Pero también hubo algunos fenómenos nuevos sobre los que bien vale la pena reparar. El más preocupante es el efecto no considerado de los retrasos en los conteos en las casillas de la combinación de dos elementos que se introdujeron en la reforma electoral de 2007: la nueva presentación de los candidatos postulados por una coalición (que ahora aparecen en los recuadros de los respectivos partidos y antes lo hacían en un solo recuadro con los emblemas de todos los partidos que lo registraron), lo cual obliga a colocar en las actas todas las combinaciones posibles de votos; y la celebración simultánea de cuatro, cinco y hasta seis elecciones en 30 de las 32 entidades federativas. En consecuencia, los ciudadanos que fungieron como funcionarios de mesa directiva de casilla empezaron su jornada a las 7:30 de la mañana del domingo y concluyeron en la madrugada del lunes 2 de julio. Muchos aseguran que jamás volverán a aceptar esa responsabilidad.
Y producto de la reforma electoral del 2014, que crea el Instituto Nacional Electoral, aparecen desde los procesos electorales de 2015 otros problemas que tampoco pueden ignorarse: uno, la compleja relación entre los organismos estatales electorales y el Consejo General del INE, que inicia desde la misma designación de los consejeros y termina en la fiscalización de los gastos de campaña de los candidatos.
Los cuatro principales problemas son: uno, la conflictiva relación entre los llamados OPLES y los gobiernos de los estados, que en muchos de los casos da pie a que les demoren la entrega de los recursos financieros que les corresponden; dos, el erróneo procedimiento de designación de los integrantes de los Consejos Generales de los OPLES, que ha dado lugar a consejos mal integrados, lo que ha llevado incluso a la destitución de varios de ellos.

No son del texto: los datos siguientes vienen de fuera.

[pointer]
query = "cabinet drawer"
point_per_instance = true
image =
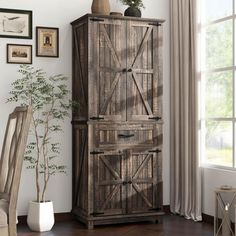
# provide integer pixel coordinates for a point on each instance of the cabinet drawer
(127, 135)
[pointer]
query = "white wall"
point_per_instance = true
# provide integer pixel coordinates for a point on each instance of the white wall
(59, 13)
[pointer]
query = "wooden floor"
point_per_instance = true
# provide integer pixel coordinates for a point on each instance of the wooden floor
(171, 226)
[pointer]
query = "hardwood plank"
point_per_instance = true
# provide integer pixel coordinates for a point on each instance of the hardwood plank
(171, 226)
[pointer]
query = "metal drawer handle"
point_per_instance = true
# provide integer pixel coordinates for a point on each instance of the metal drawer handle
(155, 118)
(125, 135)
(96, 118)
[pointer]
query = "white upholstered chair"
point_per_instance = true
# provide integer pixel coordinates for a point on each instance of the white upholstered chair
(12, 155)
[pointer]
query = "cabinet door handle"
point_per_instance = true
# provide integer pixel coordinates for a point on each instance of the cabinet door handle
(96, 118)
(155, 118)
(125, 135)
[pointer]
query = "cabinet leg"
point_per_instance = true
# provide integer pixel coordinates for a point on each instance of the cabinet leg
(90, 225)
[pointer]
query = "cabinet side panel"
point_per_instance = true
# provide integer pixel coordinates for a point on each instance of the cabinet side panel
(80, 70)
(80, 169)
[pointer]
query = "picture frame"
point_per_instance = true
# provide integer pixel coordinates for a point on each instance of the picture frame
(47, 41)
(19, 53)
(15, 23)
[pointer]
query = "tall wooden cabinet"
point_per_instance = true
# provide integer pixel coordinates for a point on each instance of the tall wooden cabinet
(117, 130)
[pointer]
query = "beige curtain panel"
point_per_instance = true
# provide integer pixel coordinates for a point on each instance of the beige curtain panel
(185, 170)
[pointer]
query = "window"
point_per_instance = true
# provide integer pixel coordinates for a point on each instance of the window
(218, 86)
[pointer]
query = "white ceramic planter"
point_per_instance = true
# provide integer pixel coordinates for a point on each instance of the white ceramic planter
(40, 216)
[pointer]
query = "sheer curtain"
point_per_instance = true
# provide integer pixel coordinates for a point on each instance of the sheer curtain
(185, 171)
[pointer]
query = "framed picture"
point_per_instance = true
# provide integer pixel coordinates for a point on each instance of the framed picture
(15, 23)
(19, 53)
(47, 42)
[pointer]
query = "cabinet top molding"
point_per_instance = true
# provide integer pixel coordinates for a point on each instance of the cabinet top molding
(157, 21)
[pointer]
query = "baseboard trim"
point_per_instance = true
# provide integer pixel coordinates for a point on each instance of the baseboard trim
(59, 217)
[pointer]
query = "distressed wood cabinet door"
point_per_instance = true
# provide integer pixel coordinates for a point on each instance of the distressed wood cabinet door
(144, 83)
(109, 191)
(107, 60)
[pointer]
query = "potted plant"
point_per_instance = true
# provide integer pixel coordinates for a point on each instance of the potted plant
(134, 7)
(49, 98)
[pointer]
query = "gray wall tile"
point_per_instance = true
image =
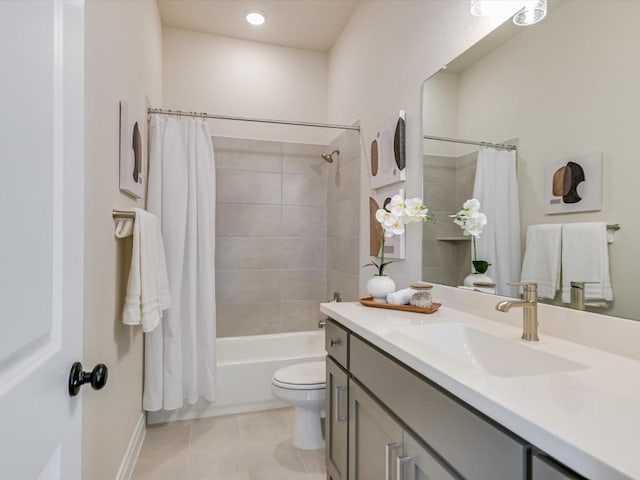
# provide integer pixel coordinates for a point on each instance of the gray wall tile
(304, 284)
(304, 221)
(245, 253)
(303, 189)
(343, 183)
(304, 253)
(345, 284)
(343, 254)
(248, 286)
(248, 319)
(248, 220)
(304, 159)
(248, 187)
(300, 316)
(252, 155)
(343, 219)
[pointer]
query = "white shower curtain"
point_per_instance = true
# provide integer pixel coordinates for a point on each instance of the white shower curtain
(180, 353)
(496, 187)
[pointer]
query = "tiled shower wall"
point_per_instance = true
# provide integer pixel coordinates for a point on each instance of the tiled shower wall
(448, 183)
(271, 244)
(343, 217)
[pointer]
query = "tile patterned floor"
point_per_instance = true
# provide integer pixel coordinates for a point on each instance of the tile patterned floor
(250, 446)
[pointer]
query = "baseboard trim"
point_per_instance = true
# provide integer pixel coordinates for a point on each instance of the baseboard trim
(191, 412)
(133, 450)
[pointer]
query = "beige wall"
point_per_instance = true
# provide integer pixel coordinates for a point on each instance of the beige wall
(574, 91)
(343, 217)
(123, 60)
(271, 245)
(226, 76)
(377, 67)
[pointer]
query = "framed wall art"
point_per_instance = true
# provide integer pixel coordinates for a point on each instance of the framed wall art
(131, 150)
(573, 184)
(387, 155)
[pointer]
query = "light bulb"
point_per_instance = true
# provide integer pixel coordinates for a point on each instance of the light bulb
(255, 18)
(533, 12)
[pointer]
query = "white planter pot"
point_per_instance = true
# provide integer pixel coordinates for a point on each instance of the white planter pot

El tercer problema es la deficiente coordinación entre las dos instancias, particularmente para el desarrollo de los procesos electorales, que se manifiesta claramente en la mala capacitación de los funcionarios de mesa directiva de casilla, la recolección de los paquetes electorales al final de la jornada y las fallas en la cadena de custodia de los mismos; y el cuarto, las dificultades para fiscalizar eficazmente los gastos de los candidatos, como fue particularmente evidente en el caso de la elección de Coahuila.
Para ilustrar el problema en la recolección y custodia de los paquetes electorales basta señalar que en la elección de Nuevo León (donde, simultáneamente con la federal, se celebraron elección para alcaldes y diputados locales), la autoridad estatal electoral extravió 155 paquetes electorales, de los cuales pudo recuperar 82 una semana después de la elección, pero hasta el momento no se sabe el destino de los otros 73. En el caso de la de Puebla, la única elección controvertida en esta ocasión, están presentes los últimos tres problemas mencionados en el párrafo anterior.
No podemos seguir anclados a las reformas electorales, ya que el sistema político mexicano tiene muchos otros problemas que se deben atender primero y que, al hacerlo, pueden ayudar a resolver algunos de los aquí señalados.
Pero la euforia por el resultado electoral no debe obnubilar la percepción de la realidad del sistema electoral mexicano: mucho se ha avanzado, al grado de que hoy es posible que la izquierda acceda al poder por la vía electoral, aunque los defectos del mismo siguen presentes y también deben atenderse, pues de lo contrario pueden provocar nuevos conflictos o permitir la manipulación de la voluntad popular.